PHD2 knock-down affects HIF temporal profile. A–C, predictions are based on a 4-component model (Fig. 5A) with PHD1, -2, or -3 removed representing in silico knock-out of PHD1, -2, and -3. The models are initially at equilibrium in normoxia and then de-oxygenated into hypoxia at t = 0. D, Western blot analysis of PHD2 and PHD3 levels in WT and sh-PHD2 HeLa cells. E, Western blot analysis of HIF-1α levels in WT and SH-PHD2 HeLa cells cultured in normoxia submitted to 5 h hypoxia (1% O₂). F, Western blot analysis of HIF-1α levels in sh-PHD2 HeLa cells cultured in 1% O₂ for the indicated time points. G, single cell analysis of HIF-1α-EGFP levels in sh-PHD2 cells exposed to 1% O₂. H, Western blot analysis of PHD3 levels in WT and sh-PHD3 HeLa cells. I, single cell analysis of HIF-1α-EGFP levels in sh-PHD3 cells exposed to 1% O₂.

FIGURE 7.

A, pictures of a representative field of sh-PHD2 cells expressing HIF-1α-EGFP at the indicated times in hypoxia show cell death associated with high and long lasting levels of HIF-1α. B, the percentage of transfected sh-PHD2 or WT HeLa cells dying within the 20 h of an imaging experiment was calculated for control cells transfected with either an empty EGFP plasmid or with HIF-1α-EGFP in normoxia and hypoxia (n = 40 cells/conditions).

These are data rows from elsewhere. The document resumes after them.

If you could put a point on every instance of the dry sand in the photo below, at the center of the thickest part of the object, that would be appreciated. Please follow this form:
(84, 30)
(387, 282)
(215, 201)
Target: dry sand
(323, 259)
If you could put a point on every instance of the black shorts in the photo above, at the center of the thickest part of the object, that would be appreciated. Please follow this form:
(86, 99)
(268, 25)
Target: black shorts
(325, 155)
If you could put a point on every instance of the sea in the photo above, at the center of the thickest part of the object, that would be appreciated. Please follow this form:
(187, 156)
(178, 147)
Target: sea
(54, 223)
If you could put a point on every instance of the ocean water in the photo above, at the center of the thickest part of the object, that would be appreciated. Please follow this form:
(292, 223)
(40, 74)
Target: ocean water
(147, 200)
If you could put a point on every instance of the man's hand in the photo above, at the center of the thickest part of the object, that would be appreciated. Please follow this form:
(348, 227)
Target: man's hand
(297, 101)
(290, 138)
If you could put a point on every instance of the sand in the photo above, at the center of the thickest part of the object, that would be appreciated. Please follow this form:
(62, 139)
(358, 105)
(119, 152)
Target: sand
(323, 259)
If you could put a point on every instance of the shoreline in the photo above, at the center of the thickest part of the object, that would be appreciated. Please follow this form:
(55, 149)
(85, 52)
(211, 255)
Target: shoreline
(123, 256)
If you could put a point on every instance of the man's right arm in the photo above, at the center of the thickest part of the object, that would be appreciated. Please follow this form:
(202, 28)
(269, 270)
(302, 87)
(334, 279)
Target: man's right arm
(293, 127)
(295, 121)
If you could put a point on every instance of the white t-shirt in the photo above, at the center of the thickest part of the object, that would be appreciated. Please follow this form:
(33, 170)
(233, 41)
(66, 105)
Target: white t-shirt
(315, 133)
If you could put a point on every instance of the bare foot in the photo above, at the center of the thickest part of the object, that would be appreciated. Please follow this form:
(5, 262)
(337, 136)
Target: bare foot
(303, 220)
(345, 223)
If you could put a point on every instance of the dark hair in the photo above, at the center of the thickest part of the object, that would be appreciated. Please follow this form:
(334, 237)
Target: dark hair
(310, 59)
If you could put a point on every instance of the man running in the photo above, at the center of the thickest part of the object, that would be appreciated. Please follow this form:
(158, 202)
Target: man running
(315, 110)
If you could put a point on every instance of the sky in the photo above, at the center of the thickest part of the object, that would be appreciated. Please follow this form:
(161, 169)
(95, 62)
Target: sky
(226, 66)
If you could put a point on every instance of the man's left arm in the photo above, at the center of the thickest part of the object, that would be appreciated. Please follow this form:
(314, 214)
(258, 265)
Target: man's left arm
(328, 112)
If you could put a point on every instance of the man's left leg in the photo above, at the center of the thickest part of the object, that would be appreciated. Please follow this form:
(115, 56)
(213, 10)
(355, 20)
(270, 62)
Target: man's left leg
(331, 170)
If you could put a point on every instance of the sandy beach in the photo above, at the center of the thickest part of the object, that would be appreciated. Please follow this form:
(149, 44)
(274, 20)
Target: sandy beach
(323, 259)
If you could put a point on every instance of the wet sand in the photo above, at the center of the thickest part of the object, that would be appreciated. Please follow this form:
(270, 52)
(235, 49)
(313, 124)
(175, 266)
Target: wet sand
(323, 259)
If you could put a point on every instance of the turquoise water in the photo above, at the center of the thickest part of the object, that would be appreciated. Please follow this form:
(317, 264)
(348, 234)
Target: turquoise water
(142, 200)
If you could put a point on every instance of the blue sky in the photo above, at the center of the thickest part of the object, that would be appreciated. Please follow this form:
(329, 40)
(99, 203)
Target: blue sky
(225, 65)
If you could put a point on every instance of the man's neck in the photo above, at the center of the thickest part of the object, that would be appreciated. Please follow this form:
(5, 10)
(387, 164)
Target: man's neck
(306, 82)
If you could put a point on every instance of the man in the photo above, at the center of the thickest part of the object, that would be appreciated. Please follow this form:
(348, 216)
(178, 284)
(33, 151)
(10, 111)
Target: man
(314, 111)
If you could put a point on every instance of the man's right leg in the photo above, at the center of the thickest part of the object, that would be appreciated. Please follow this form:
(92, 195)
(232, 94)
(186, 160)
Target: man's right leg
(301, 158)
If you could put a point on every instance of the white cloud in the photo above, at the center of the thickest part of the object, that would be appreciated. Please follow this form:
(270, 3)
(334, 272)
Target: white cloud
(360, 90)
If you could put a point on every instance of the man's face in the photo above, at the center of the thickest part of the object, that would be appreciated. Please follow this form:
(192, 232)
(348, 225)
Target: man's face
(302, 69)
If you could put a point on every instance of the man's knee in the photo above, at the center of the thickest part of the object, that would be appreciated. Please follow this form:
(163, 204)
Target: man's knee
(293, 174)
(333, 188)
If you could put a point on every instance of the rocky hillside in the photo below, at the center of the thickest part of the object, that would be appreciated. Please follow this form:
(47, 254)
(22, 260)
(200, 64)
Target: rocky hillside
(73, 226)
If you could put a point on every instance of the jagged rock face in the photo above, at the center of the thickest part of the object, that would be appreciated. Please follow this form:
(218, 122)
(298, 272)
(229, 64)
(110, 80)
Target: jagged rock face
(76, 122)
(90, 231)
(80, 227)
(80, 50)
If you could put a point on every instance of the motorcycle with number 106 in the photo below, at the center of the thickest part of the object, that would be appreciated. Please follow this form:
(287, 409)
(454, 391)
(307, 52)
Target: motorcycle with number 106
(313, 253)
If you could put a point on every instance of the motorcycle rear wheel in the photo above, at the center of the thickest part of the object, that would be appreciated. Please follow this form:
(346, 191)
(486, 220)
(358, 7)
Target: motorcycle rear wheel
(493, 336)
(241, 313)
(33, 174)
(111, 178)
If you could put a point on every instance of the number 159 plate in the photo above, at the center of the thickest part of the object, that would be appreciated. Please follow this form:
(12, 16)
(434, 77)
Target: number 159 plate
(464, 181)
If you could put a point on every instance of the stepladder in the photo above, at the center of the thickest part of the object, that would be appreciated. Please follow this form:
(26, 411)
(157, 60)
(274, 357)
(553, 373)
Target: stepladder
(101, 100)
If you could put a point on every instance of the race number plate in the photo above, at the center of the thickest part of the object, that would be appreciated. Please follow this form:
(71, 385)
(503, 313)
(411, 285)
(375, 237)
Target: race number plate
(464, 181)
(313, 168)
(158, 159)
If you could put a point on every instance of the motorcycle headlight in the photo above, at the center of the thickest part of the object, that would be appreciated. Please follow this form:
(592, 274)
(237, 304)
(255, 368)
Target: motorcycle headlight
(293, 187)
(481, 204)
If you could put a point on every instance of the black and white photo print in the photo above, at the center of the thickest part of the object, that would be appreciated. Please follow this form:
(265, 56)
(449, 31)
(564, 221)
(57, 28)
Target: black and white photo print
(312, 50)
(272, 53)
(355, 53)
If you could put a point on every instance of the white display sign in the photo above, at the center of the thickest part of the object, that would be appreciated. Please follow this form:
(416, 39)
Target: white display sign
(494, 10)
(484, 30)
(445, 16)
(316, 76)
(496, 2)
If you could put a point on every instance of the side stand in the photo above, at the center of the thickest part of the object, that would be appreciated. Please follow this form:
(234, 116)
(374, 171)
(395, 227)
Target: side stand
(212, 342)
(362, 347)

C and D, HeLa cells (WT, shPHD2 or shPHD3 lines) were imaged simultaneously using a 4-compartment glass bottom dish (Greiner). They were labeled with Annexin V-FITC (green) and PI (red) 10 min before imaging. Cells were imaged for 2 h in normoxia prior to the switch to 1% O₂. Images were recorded every 15 min for 24 h. The number of apoptotic cells (Annexin labeling preceding the PI labeling) was counted out of the total number of cells and plotted (C). A typical field of cells at several time points is shown (D). E–G, WT, HeLa cells, or HeLa cells expressing shPHD2 or shPHD3, were cultured in 1% O₂ for the indicated time points. E, VEGF mRNA levels were assessed by qPCR. F, PUMA mRNA levels were assessed by qPCR. G, Noxa mRNA were assessed by qPCR. E–G, the plots represent the average ± S.D. of triplicate samples from a representative experiment. The experiments were performed 4 times. Results are the mean of three independent experiments ± S.E. ***, **, and * indicate statistical difference with p < 0,001, p < 0.01, and p < 0.05, respectively.

FIGURE 8.

Prediction of p53 dynamics following hypoxic switch. A, the hypoxic switch at t = 0 is represented by an instantaneous switch in HIF from a low normoxic equilibrium level to a high hypoxic equilibrium level. The p53 levels are obtained by solving the HIF-dependent p53-MdM2 feedback model. B and C, the hypoxic switch drives transient HIF dynamics determined by the HIF-PHD model, which is coupled to the p53-MdM2 feedback model. Cells are WT (B) or sh-PHD2 (C).